Er versuchte, Menschen wie Oscar Montero Mut zu machen. Für seine behinderte siebenjährige Tochter Coral hatte er 2010 Unterstützung nach dem Gesetz 39-2006 beantragt. »Die Hilfe wurde uns vor einem Jahr zugesprochen, doch bekommen haben wir nichts.« Zwei Jahre warten viele schon auf das ihnen zustehende Geld, nicht selten sterben Betroffene, noch bevor auch nur ein Euro bezahlt wird. Eigentlich soll über Anträge nach sechs Monaten entschieden sein, doch die Regierung hat im neuen Pflegegesetz die Bearbeitungszeit auf bis zu zwei Jahre erhöht. Eine weitere Sparmaßnahme, denn Nachzahlungen gibt es nicht.
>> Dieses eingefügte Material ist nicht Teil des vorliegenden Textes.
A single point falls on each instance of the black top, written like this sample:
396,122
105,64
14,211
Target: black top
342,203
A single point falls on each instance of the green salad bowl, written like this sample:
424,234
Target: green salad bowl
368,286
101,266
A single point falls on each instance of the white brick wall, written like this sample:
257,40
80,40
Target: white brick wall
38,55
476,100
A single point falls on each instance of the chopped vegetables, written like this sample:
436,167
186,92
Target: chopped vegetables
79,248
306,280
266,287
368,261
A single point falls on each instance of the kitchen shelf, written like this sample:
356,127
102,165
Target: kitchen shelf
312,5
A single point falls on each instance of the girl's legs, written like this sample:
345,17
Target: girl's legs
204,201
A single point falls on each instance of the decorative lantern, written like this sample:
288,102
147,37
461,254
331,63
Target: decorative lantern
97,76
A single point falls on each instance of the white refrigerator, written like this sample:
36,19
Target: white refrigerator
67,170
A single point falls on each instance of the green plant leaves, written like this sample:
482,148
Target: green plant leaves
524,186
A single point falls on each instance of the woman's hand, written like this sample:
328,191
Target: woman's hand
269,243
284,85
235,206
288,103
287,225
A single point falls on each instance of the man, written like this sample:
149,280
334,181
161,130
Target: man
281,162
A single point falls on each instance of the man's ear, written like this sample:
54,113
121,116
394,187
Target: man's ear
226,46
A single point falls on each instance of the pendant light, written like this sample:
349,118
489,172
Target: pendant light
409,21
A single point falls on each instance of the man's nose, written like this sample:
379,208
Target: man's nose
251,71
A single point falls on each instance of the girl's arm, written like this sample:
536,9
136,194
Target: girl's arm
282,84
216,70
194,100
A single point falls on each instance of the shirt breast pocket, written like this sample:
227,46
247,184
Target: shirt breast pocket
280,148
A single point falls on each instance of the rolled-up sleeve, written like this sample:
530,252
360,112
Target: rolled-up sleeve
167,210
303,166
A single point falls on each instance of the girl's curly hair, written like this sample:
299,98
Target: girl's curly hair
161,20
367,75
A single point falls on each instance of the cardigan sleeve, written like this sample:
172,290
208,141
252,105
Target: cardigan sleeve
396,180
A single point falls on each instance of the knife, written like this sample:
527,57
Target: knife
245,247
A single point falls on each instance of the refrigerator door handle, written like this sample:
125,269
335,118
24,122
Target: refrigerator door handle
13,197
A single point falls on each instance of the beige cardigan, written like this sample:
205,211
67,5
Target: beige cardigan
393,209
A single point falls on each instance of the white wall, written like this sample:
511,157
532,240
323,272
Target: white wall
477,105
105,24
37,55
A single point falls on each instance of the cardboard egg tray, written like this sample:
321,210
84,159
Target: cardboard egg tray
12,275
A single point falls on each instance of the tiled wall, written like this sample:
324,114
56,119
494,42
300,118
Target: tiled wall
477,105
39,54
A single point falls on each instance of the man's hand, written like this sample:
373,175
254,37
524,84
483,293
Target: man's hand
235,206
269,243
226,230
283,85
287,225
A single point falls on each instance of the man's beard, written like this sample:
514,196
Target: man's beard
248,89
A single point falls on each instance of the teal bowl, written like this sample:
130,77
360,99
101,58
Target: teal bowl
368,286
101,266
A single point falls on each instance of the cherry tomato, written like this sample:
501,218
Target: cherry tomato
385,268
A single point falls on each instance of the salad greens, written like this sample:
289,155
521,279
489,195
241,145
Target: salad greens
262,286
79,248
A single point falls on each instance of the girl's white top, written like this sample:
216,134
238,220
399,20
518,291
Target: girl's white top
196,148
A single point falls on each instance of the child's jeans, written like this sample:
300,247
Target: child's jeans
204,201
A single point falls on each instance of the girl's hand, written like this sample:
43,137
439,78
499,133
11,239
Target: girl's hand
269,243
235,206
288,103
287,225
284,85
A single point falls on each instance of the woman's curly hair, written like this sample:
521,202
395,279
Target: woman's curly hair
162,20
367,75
Dass in der Pflege zudem viele Stellen gestrichen werden, hat sich in den neuen Arbeitslosenzahlen niedergeschlagen, die am Dienstag veröffentlicht wurden. Erneut haben im November 75 000 Menschen ihren Job verloren. Nach Angaben der europäischen Statistikbehörde Eurostat waren schon im Oktober mehr als sechs Millionen Menschen ohne Arbeit, von denen gut zwei Millionen keine Ersatzleistungen mehr erhalten. Die Sozialversicherung hat aber 205 000 Beitragszahler verloren. Der Staat zahlt nun für 85 000 Eltern, Kinder oder Geschwister, die sich halbprofessionell der Pflege ihrer Angehörigen widmen, keine Sozialbeiträge mehr. Das trifft auch Julia Domínguez, die ihren autistischen Sohn pflegen muss. Sie wird nun statt 400 nur noch 300 Euro Unterstützung erhalten. »Das reicht gerade noch, um die Schule zu bezahlen«, sagte sie.
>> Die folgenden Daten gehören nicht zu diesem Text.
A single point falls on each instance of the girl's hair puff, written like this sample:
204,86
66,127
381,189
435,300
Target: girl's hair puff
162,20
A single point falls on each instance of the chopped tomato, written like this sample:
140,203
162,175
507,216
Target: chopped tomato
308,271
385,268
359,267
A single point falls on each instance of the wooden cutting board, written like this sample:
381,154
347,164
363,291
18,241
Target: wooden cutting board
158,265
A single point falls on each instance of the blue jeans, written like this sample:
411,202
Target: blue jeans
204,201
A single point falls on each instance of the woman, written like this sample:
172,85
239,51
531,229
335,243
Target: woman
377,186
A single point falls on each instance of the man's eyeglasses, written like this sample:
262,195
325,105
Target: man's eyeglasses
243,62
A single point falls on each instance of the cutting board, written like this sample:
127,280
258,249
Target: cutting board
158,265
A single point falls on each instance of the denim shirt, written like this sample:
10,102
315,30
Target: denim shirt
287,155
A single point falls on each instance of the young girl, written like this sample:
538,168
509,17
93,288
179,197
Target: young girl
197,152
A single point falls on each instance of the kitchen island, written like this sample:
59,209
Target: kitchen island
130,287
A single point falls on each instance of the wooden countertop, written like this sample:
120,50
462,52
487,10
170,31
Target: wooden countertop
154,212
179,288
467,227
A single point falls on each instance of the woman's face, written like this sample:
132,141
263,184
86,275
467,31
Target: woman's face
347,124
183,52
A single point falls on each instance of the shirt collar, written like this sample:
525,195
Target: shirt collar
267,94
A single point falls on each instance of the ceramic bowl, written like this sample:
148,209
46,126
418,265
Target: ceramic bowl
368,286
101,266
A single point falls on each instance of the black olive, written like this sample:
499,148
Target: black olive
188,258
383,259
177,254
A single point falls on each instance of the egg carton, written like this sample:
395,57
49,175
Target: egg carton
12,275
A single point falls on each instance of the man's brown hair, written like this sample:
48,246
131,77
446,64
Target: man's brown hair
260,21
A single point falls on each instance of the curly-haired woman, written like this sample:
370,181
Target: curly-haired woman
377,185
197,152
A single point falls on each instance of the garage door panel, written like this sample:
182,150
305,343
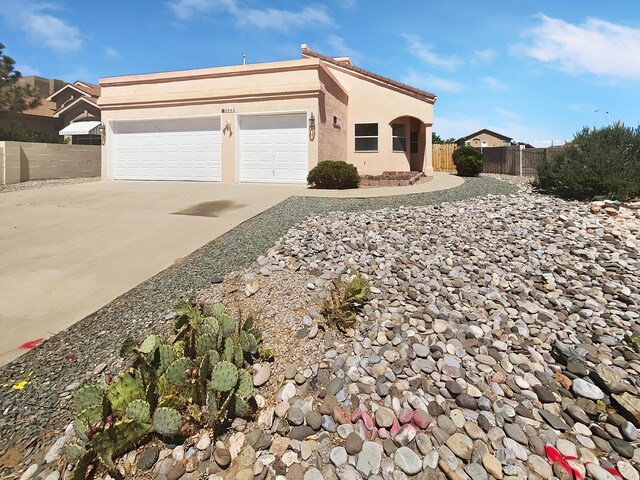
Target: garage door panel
180,149
273,148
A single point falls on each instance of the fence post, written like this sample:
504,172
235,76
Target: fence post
521,148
Das sind neue Armutsfälle, die von Eurostat noch gar nicht erfasst sind. Gerade hatten die Statistiker errechnet, dass schon 2011 in Spanien 27 Prozent der Bevölkerung von Armut oder sozialer Ausgrenzung bedroht oder betroffen waren. Selbst nach Zahlung von Sozialleistungen lag das verfügbare Einkommen von 22 Prozent der Bevölkerung unter der Armutsgrenze. Dabei gibt es in vielen Regionen keine Sozialhilfe. Ein schmales Sozialgeld (400 Euro) erhalten auch nur jene für sechs Monate, deren Anspruch auf Arbeitslosengeld ausgelaufen ist. Spanien hat mit seiner Quote von 22 Prozent zu Bulgarien und Rumänien aufgeschlossen, sogar Griechenland steht mit 21 Prozent noch etwas besser da.